Plane & Pilot
Tuesday, July 23, 2013

Owners’ Analysis: Eclipse, Mustang & Phenom


What better method is there of analyzing the current field of light jets than asking owners?



Bill Maudru flies his Mustang 510 regularly to Santa Maria, Calif., to visit a job site. He considers it the best plane for his missions.
Cello & Maudru Construction did some careful analysis of their own travel experience and that of their Part 135 clients, and determined that they rarely traveled with more than four people aboard. "We looked at single-engine turboprops, twin turboprops and the gamut of other competitors," says Maudru, "and there was one airplane that stood out as ideal for our type of operation."

As a result, the company traded up to a Cessna Citation 510 Mustang jet in late 2010. "The Mustang looked to be nearly a perfect fit for our business, and that's exactly the way it has worked out," Maudru comments. "The biggest benefit has obviously been speed. We're flying as quick as 340 knots, almost exactly twice as fast as we did in the Caravan, and that opens up travel benefits we couldn't have considered before. For example, we have a job site in Santa Maria, Calif., that we visit often, and the ability to cut travel time in half means we can spend more time on-site, and less time getting there and back.

"We also travel up and down the West Coast on a regular basis, usually with a pilot and two or three passengers aboard, though we have operated several times with all six seats full," Maudru continues. The advantage of pressurization and so much extra power allows us to cruise high above most of the weather in smooth air and sunshine, rather than have to slog it out down low in IMC conditions."

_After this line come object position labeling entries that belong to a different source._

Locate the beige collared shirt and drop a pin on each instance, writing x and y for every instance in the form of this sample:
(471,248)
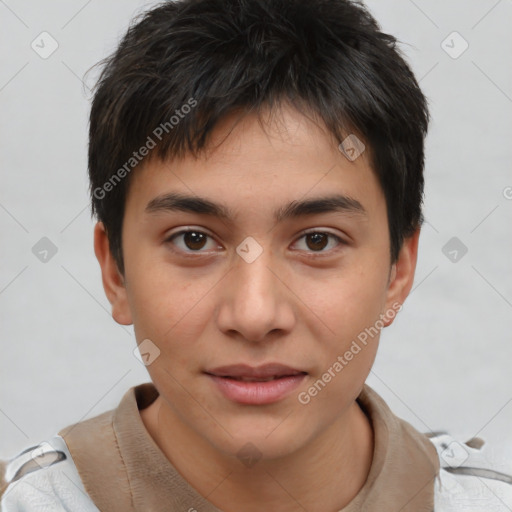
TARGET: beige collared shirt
(123,469)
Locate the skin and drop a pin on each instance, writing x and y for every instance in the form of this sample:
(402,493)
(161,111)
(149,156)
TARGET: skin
(296,304)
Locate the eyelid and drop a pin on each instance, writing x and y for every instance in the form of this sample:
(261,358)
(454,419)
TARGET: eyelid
(341,241)
(187,229)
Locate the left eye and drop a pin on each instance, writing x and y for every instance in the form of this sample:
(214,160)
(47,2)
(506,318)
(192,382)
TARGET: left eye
(317,241)
(192,241)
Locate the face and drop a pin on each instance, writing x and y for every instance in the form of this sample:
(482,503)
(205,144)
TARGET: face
(271,248)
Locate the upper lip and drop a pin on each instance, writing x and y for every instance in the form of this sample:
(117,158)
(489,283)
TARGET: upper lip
(258,372)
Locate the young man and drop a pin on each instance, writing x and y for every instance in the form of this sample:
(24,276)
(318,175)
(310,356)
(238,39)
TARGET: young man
(256,169)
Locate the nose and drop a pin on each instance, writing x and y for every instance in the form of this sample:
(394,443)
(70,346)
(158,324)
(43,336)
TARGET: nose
(255,304)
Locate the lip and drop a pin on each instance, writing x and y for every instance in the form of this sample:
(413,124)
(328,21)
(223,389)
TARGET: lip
(256,392)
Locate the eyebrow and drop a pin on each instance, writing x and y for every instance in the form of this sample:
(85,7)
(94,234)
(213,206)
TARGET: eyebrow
(173,201)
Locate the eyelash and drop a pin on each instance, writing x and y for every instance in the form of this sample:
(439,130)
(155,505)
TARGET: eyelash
(339,241)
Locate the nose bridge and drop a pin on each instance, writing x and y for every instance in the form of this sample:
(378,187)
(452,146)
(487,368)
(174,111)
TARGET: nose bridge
(253,303)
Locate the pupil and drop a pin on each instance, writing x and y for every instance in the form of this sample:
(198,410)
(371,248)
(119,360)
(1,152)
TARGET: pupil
(194,240)
(319,241)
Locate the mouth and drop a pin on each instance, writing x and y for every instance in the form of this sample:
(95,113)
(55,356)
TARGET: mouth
(256,386)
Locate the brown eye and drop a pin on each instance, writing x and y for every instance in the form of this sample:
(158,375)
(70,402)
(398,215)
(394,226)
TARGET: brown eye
(316,241)
(194,240)
(320,242)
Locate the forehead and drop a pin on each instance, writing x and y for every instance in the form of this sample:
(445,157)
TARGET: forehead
(260,163)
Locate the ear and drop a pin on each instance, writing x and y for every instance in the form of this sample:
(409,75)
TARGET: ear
(401,277)
(113,281)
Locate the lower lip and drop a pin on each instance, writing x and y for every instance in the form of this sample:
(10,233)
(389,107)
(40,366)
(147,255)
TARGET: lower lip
(257,393)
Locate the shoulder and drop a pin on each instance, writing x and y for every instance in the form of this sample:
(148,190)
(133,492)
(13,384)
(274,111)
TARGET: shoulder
(469,480)
(44,477)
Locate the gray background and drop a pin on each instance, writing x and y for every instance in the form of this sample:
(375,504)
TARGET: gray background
(444,364)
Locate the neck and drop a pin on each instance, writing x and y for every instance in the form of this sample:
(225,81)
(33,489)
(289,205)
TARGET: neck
(324,475)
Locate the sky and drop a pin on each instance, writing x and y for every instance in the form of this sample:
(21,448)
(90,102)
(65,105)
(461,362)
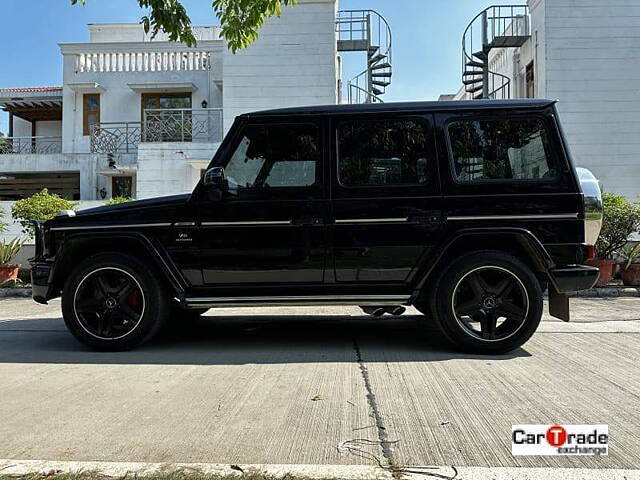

Maudru flies the Mustang himself on many trips, and the company employs a corporate pilot for Part 135 operation. Most of Maudru's hops are relatively short range, 700 nm or less, "so we don't necessarily need the full 2730 pounds of fuel," says Maudru. "We've had about a dozen occasions to fly coast-to-coast to our partner company in North Carolina, and we can do that in one day, fairly consistently eastbound, with one stop in someplace like Wichita. It's not so easy coming back—usually two stops or even three if the winds are strong up high—but it's still a very comfortable trip. Our baggage arrives when we do, and no one has to take their shoes off."

Maudru suggests book numbers have proven fairly conservative, and the airplane will beat them most of the time. "The FADEC system on the P&W engines is fairly foolproof. You set power and forget it. The FADEC takes care of all adjustments during climb and cruise. We see an initial 2,000 to 2,500 fpm on initial climb, and I fly the Mustang at FL400 or 410 on any leg longer than 1.5 hours. I simply select the 'cruise' detent and let the computer do the work. Fuel burn up high is only 400 to 450 pounds/hour (60 to 67 gph), not that much more than our Caravan at twice the speed, about 340 knots at optimum altitude."

With bug speeds at typical landing weights down around 95 knots, the Mustang can operate easily into any strip of 4,000 feet or more. "The carbon-fiber brakes are great, so we really don't miss the lack of thrust reversers," Maudru remarks.